Snakebite envenoming is a neglected tropical disease that causes high mortality and morbidity. The current treatment, intravenous antivenom, comes with numerous disadvantages making new therapeutics important. Optimised small molecules offer the possibility for oral use at the onset of envenoming, and the highly pathogenic, zinc-dependent, snake venom metalloproteinase toxin family represents an attractive target for drug discovery. Through systematic chemical modification guided by molecular modelling, we describe the development of hydroxamic acid DC-174, a molecule that displays potent broad spectrum metalloproteinase inhibition and neutralises the procoagulant activities of multiple snake venoms.

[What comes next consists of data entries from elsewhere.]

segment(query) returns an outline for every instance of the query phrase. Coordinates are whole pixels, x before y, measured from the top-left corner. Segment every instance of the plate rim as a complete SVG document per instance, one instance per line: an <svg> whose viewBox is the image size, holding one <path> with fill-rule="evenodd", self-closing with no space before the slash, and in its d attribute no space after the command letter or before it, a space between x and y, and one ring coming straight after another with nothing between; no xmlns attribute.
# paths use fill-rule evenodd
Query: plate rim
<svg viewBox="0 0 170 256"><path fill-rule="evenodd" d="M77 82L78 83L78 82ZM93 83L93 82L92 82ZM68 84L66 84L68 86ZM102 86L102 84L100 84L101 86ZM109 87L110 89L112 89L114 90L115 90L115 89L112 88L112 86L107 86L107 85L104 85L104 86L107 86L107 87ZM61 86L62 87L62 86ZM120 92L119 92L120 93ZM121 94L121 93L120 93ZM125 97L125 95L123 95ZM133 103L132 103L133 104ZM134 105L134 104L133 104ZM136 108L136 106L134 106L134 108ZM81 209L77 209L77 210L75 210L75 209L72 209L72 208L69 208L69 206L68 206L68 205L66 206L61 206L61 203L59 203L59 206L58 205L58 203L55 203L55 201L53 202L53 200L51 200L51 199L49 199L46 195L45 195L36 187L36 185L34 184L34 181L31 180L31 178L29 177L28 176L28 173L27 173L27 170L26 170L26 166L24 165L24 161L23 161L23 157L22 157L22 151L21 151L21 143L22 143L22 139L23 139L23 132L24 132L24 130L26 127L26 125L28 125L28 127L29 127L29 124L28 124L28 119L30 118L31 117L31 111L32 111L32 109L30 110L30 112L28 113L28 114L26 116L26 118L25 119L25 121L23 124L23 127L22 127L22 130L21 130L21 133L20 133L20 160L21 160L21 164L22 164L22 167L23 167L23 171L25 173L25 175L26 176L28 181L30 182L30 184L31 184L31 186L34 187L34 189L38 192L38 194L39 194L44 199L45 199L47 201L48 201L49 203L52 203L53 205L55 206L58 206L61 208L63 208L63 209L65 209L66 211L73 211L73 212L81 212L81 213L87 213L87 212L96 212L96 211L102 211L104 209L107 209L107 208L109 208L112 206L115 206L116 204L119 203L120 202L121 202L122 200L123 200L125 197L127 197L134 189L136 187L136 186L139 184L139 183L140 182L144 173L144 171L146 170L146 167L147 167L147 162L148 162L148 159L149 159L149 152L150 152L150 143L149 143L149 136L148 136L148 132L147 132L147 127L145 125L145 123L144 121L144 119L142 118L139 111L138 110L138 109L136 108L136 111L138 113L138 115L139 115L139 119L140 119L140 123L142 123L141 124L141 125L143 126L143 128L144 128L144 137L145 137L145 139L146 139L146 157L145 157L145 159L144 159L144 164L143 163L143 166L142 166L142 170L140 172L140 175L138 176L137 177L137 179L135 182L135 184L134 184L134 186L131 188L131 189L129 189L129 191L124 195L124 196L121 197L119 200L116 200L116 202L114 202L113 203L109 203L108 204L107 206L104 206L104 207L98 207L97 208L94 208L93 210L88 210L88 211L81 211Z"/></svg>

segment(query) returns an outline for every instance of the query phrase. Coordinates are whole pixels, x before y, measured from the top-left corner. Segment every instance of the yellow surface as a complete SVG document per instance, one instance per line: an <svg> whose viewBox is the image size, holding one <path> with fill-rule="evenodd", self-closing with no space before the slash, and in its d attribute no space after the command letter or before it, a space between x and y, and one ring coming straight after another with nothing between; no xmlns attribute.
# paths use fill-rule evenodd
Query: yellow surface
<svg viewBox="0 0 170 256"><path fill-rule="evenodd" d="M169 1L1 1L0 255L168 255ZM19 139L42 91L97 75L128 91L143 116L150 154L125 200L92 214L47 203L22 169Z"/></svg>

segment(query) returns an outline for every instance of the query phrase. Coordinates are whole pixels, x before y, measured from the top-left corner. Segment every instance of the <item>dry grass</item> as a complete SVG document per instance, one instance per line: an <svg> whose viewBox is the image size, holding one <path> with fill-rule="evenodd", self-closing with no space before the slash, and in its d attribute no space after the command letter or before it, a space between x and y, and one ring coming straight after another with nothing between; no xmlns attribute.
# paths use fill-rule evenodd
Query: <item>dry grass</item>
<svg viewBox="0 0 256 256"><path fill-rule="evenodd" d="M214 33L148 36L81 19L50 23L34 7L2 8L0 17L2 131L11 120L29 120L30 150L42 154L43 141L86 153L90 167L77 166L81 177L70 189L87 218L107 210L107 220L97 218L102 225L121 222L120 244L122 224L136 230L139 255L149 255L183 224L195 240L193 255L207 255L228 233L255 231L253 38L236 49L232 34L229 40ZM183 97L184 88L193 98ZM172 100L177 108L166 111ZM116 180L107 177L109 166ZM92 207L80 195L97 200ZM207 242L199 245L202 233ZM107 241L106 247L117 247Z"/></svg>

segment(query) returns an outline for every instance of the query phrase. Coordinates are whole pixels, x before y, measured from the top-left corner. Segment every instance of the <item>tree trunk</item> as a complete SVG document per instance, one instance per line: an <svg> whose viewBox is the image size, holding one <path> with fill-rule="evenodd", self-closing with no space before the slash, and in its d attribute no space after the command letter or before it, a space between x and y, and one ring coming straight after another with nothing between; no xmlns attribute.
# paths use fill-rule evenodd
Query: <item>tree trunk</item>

In oral-dosing studies, DC-174 showed preclinical efficacy in a mouse model of severe envenoming, with efficacy boosted by a pharmacokinetically-informed multiple dosing regimen. This rationally designed metalloproteinase inhibitor offers a potential paradigm shift from delayed treatment with antivenom in tertiary hospitals to a contemporary approach using oral drugs amenable for rapid use in snakebite-affected communities.